Robert Barry
Material Philosophy of Music Formats
Robert Barry investigates how **physical media shapes musical experience** and cultural meaning. His writing examines the compact disc's impact on listening practices and analyzes **library music's cultural narratives** in *Unusual Sounds*. He explores **temporal dimensions of recorded sound** through works like *The Music of the Future*, connecting technical aspects of music reproduction to philosophical questions about time and memory.Documenting Experimental Music Communities
Barry chronicles **underground music ecosystems** with attention to their spatial and social dimensions. He profiles Brighton's two-decade collective effort to create platforms for "weird, messy, experimental, DIY music" and analyzes Jimmy Cauty's *Aftermath Dislocation Principle* as **conceptual sonic activism**. His coverage emphasizes how physical spaces and community structures enable experimental musical expression beyond commercial frameworks.Sound Preservation Practices
Barry reports on **audio heritage preservation**, documenting techniques at the British Library Sound Archive for safeguarding endangered formats. He examines how digital archiving projects like Radiohead's Public Library create new artist-audience relationships while raising questions about **music's permanence in digital environments**.Environmental Sound Installations
Barry investigates **intersections between music, architecture, and natural systems**. He travels to Croatia's Adriatic coast to explore the Sea Organ installation where "the Adriatic Sea plays the pipes", revealing how such works challenge conventional distinctions between composition and environmental sound. His writing highlights how these installations create communal spaces for **unexpected musical experiences**.4 more music journalists.
Abigail Kellett
Abigail Kellett is a news reporter at the Halifax Courier who stands out for visually led coverage that shows how culture, nightlife and local life play out on the ground. She documents gigs, festivals and major live shows at venues such as The Piece Hall through curated photo sets that capture atmosphere, crowd and setting as much as performers, and she uses extensive image galleries to tap reader nostalgia for nights out in Halifax town centre. Her beat spans arts, entertainment, going out, heritage, books and literary events, along with community life, people stories, local challenges, milestones, transport, regeneration, lifestyle and food. She reports through photographs, checklist-style features, reader-driven lists and roundups of most-read stories, turning announcements, programmes, author events, festivals, shop lists and everyday characters into stories about place, shared memory and how people spend their time.
Adam Lyon
Adam Lyon is a digital audience and content editor whose news beat sits at the intersection of Ayrshire’s cultural life, business environment and public affairs. He works for the Ayr Advertiser and as Digital Audience & Content Editor for Newsquest in the west of Scotland across multiple weekly titles. He covers Ayrshire news with a strong thread of music and local culture alongside business, courts and public affairs. He reports on music when it has a clear community or national hook, treating songs as news events rather than reviews.
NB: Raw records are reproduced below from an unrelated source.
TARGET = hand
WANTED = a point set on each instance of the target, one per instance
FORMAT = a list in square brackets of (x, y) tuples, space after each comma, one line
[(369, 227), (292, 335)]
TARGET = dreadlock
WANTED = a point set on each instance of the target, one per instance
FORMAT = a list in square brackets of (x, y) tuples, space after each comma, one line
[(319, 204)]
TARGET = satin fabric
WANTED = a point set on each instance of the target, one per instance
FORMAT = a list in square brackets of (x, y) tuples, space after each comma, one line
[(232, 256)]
His business work explains how local firms and retail policy shape town centres. His court coverage uses round-ups of sheriff court cases to show patterns and outcomes. He also fronts video previews and is active in a football supporters trust community.
Adam Maidment
Adam Maidment is a senior What’s On and LGBTQ+ reporter whose work links big-name gigs, new venues and cultural flashpoints to everyday fan culture and inclusion. He covers music, nightlife and the wider cultural scene for the Manchester Evening News, focusing on how concerts, openings and immersive events land with real people and communities. His beat spans live music, arenas and stadiums, new restaurant and bar openings, food reviews, exhibitions, street art and nightlife infrastructure, with a particular focus on LGBTQ+ audiences and neighbourhoods. He reports on venue ambitions and problems, cultural institutions and equality issues, and franchise-led experiences, using straightforward, on-the-ground reporting and clear description. Drawing on a background in community reporting, he looks for underrepresented perspectives and uses social media, analytics and local sourcing to find stories where culture, identity and place meet.
Alison Brinkworth
Alison Brinkworth is a freelance journalist who treats music as a gateway into place, history and everyday life, often through exhibitions, performances and city-centre events. She covers music within the wider cultural and lifestyle scene, leaning toward accessible, on-the-ground stories framed by familiar artists, venues and local attractions. Her work often focuses on music exhibitions and attractions built around well-known performers, alongside theatre reviews, live events and city attractions. She brings a lifestyle, travel and human-interest sensibility, using interviews and personal stories to show how people spend their time. With over 25 years of experience across print, digital, social media and internal communications, she writes clear, factual, audience-facing articles with dates, locations and organisers, suited to listings, guides and practical recommendations.